専門基礎科目「認知学習論」、人間の認知特性に即した効果的な学習を探る
「実践知のプロフェッショナル」人材を養成すべく、2021年4月、社会構想大学院大学でスタートした実務教育研究科。今回は「認知学習論」を紹介する。
「認知学習論」がめざすところ
石﨑 友規
我々が「学習」する前と後の状態を比較してみると、何がどう変わったといえるのだろうか。その変化のプロセスはどのようなものだろうか。我々を学習に向かわせるものとは一体何だろうか。そして、効果的に学習するにはどのような方法が適切なのだろうか。「認知学習論」ではこうした問いに対して、認知科学あるいは学習科学の研究成果からアプローチしていくことをねらいとしている。学習のメカニズムを理解することは、受講者各位の実践知を体系化するための方法を理解することにつながるし、現代社会における適切な学習の在り方を検討する手がかりにもなるはずである。
なお、筆者がとくに専門とする研究領域は理科教育学である。人間の認知や学習にかんする研究としては、認知科学、認知心理学、脳科学、情報科学、教育学等、実に幅広い分野からアプローチが試みられている。教科の学習に軸足を置く筆者の立場から認知学習をとらえながら、社会人の学習に関する考察も踏まえて授業を展開している。
学習観の変化
パブロフの犬の実験に代表されるように、行動主義の学習観では、何らかの経験を繰り返すことで、比較的永続性をもってその後の「行動」が変容することを「学習」と捉えていた。しかし、学習したことが必ずしも観察可能な「行動」となるわけではないことや、学習の過程でどのような思考・処理が行われているのかということが不問に付されていた、という点で、行動主義の学習論には限界があった。また、学習する前の学習者はそのことについて何も知らず、頭の中は白紙の状態である、という前提も批判された。
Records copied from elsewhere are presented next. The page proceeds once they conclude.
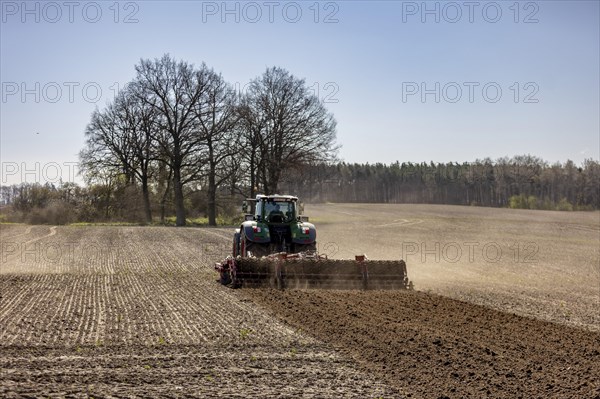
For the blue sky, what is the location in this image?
[0,1,600,183]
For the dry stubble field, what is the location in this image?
[0,204,600,398]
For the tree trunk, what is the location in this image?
[207,160,217,226]
[142,176,152,224]
[173,165,185,226]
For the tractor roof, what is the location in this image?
[256,194,298,201]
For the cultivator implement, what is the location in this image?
[215,252,413,290]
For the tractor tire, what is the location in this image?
[294,242,317,253]
[239,233,269,258]
[232,233,241,258]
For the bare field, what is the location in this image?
[0,204,600,398]
[0,226,399,398]
[306,204,600,331]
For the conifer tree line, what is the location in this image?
[284,155,600,210]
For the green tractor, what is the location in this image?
[215,194,413,289]
[233,195,317,258]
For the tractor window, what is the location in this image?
[265,201,295,223]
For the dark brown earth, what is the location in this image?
[239,290,600,398]
[0,209,600,399]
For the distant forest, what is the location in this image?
[0,55,600,226]
[0,155,600,224]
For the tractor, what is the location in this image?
[215,194,413,289]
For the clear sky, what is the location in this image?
[0,0,600,184]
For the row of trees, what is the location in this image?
[284,155,600,209]
[80,55,337,226]
[0,155,600,224]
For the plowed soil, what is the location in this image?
[243,290,600,398]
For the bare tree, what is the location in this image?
[194,64,239,226]
[81,87,157,223]
[241,67,337,193]
[133,55,206,226]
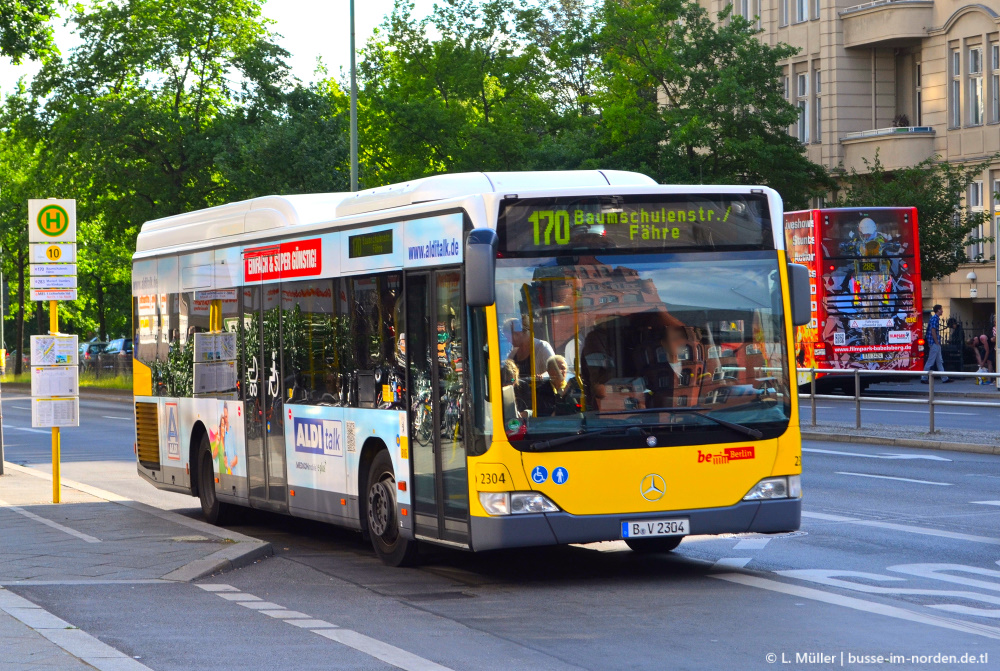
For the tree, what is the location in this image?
[358,0,552,186]
[0,0,55,64]
[215,79,350,201]
[832,152,1000,280]
[597,0,832,207]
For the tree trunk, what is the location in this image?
[14,249,24,375]
[94,280,108,342]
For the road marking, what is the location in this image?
[802,447,951,461]
[834,471,952,487]
[3,424,52,435]
[0,578,168,587]
[802,510,1000,545]
[0,500,101,543]
[313,629,450,671]
[0,588,151,671]
[775,564,1000,618]
[709,573,1000,639]
[198,584,454,671]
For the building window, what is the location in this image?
[969,47,983,126]
[951,49,962,128]
[813,70,823,142]
[913,63,924,126]
[967,180,985,261]
[990,42,1000,123]
[795,72,809,144]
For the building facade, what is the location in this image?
[702,0,1000,326]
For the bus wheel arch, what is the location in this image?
[358,438,417,566]
[188,421,208,496]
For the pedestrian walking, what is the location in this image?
[920,305,951,384]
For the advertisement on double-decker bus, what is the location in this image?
[785,208,923,384]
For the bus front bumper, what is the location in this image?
[470,498,802,551]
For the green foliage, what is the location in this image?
[832,153,1000,280]
[0,0,55,63]
[596,0,832,207]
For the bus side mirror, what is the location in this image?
[465,228,500,308]
[788,263,812,326]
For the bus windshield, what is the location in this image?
[497,251,790,449]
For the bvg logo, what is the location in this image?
[698,445,756,464]
[292,417,344,457]
[37,205,69,238]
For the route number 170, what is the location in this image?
[528,210,570,246]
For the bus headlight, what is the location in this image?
[479,492,559,515]
[743,475,802,501]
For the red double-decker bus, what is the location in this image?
[785,207,924,385]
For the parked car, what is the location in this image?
[97,338,132,374]
[80,340,108,367]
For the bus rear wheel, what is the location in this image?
[625,536,684,554]
[198,434,235,525]
[364,450,417,566]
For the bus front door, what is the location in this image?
[406,270,469,545]
[242,263,288,512]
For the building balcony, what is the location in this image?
[840,126,934,173]
[840,0,934,49]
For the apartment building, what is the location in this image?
[702,0,1000,325]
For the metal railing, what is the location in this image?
[840,126,934,140]
[797,368,1000,433]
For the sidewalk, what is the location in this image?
[0,462,272,671]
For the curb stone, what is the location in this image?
[802,431,1000,454]
[4,461,274,582]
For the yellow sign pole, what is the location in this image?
[49,301,62,503]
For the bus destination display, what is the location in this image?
[497,194,773,255]
[347,229,392,259]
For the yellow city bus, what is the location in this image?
[132,171,809,565]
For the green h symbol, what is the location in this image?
[38,205,69,238]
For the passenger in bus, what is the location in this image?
[504,317,555,379]
[535,354,583,417]
[500,359,528,421]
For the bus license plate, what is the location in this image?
[622,519,690,538]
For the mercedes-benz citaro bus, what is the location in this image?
[132,171,810,565]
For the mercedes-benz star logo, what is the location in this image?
[639,473,667,501]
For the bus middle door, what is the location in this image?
[406,270,469,546]
[242,247,288,512]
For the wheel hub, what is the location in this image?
[368,479,394,536]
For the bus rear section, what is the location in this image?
[784,207,924,389]
[470,187,804,551]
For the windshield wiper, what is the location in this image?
[597,407,764,439]
[531,426,644,452]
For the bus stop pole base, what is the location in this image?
[49,301,62,503]
[52,426,62,503]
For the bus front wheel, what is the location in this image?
[198,434,234,524]
[625,536,684,554]
[364,450,417,566]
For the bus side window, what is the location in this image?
[281,280,342,405]
[465,308,497,456]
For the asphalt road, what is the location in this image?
[4,399,1000,670]
[799,394,1000,434]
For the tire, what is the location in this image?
[362,450,417,566]
[625,536,684,554]
[198,434,236,525]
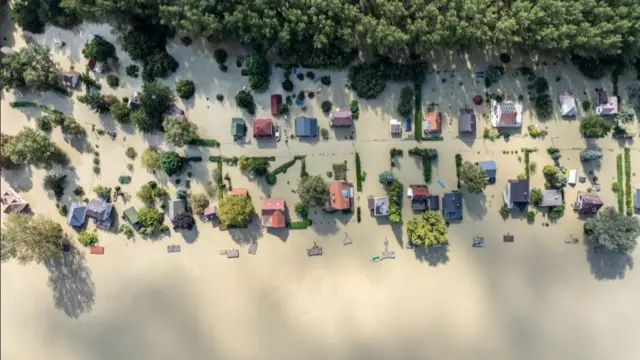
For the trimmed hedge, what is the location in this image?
[616,154,626,213]
[356,153,362,191]
[624,148,634,216]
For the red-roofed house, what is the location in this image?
[262,199,286,228]
[326,181,353,210]
[0,187,29,214]
[422,111,442,133]
[231,187,249,196]
[253,119,273,138]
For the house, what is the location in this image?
[62,71,80,89]
[162,106,187,121]
[0,187,29,214]
[596,89,618,116]
[491,100,522,128]
[476,160,498,183]
[407,186,429,211]
[428,195,440,211]
[442,191,462,221]
[558,93,578,117]
[540,189,562,207]
[231,187,249,196]
[231,118,247,140]
[253,119,273,138]
[502,179,529,210]
[329,107,353,127]
[422,111,442,134]
[296,116,318,137]
[367,196,389,216]
[122,206,140,229]
[326,181,353,210]
[389,119,402,135]
[458,109,476,134]
[271,94,282,116]
[167,199,186,222]
[575,192,602,214]
[261,198,286,228]
[86,197,113,229]
[129,91,140,110]
[67,203,87,227]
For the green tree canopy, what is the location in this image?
[0,41,61,91]
[298,176,329,206]
[218,195,254,226]
[407,211,448,246]
[0,214,67,264]
[584,207,640,253]
[162,117,198,146]
[460,161,487,193]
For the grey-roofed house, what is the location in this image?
[367,196,389,216]
[558,93,578,117]
[296,116,318,137]
[458,109,476,134]
[167,199,185,221]
[87,197,113,229]
[67,203,87,227]
[476,160,498,183]
[540,189,562,207]
[502,179,529,210]
[442,191,462,220]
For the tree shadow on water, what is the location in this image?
[45,247,95,318]
[585,245,633,280]
[413,245,449,267]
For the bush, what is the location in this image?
[109,102,131,124]
[125,147,138,160]
[160,151,184,176]
[213,49,229,64]
[176,80,196,99]
[78,231,98,246]
[36,115,53,132]
[320,100,332,113]
[126,64,140,78]
[107,74,120,89]
[282,79,293,92]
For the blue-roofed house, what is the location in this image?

確かに、解法もなにも分からないような初めて見る課題に対して、正しい解をすぐに見つけることは難しく、課題に取り組む前の学習者は一見すると白紙の状態のようにもみえる。しかし、そうした課題であったとしても、我々は無意識のうちに、これまでの経験や既に持っている知識や概念を手がかりに、どうにかして解を求めようとする。もちろん、その課題に向かうためには、何らかの動機づけが必要である。ただ、その動機づけのメカニズムも非常に複雑であり、報酬を与えると内発的なやる気がなくなってしまう(アンダーマイニング効果)ような現象もみられる。こうした複雑な「学習」のメカニズムを捉えるべく、認知科学ないし学習科学では、学習者が既に持っている知識の変化、あるいは、課題に対する処理の最適化を「学習」と捉え、研究が進められている。
概念変化の様相
そうした学習観でいえば、既に持っている知識や概念が変化するように「学習」することになるわけだが、実際に変化を生じさせるのはなかなか難しいことも多い。その要因の一つは、仮に既に持っている知識や概念が誤ったものだったとしても、それを使ってなんとなく解決できてしまい、特に困らない、という経験を重ねている場合があるからである。そうした誤りは、本人にとってみれば筋が通っていることが多いため、たとえば周りから「正しくはこうですよ。」と教えられたとしても、「なるほど、そうでしたか。」となるのは、その場限りで、少しすればまたもとの強固な誤りに戻ってしまうのである。社会人になると様々な経験をしているからこそ、既に持っている知識や概念を変化させるのが難しい場合も多い。
授業では、このような「学習」の難しさについて、科学的な研究成果に基づく理解を図るとともに、受講者自身の経験や疑問と結びつけながら検討を進めていく。
自己調整学習の重要性
本来、「学習」は一方的なものではない。もちろん、学習者本人が学習したい内容そのものの学習であれば、自発的に学習が進んでいくだろう。しかし、学習者本人としてはできればやりたくないのだけれども、課題達成のためにやらなければならないこともある。いずれにしても、誰かに与えられた課題をこなしていくだけでは、常に自己を高め続ける自律的な学習者とはなり得ない。学習目標の達成に向かって、学習者自らの学習を調整しながら能動的に学習を進めていくこと、すなわち自己調整学習が重要なのである。
自己調整学習のポイントの一つに、メタ認知(認知についての認知)が挙げられる。つまり学習者自身が、どのような問題にどのような方法で取り組むのが適切か、あるいは、自分は何を知っていて何を知らないのか、といったことを認知するということである。社会人の学習は、自己調整学習そのものであり、メタ認知を通して自己をよく知ることが大切である。
毎回の授業で、受講者からの質疑応答を重視しているが、それは、受講者自身のメタ認知を促すプロセスを重視しているためでもある。本授業での学習を通して、受講者自身の学習観が形成されることを期待している。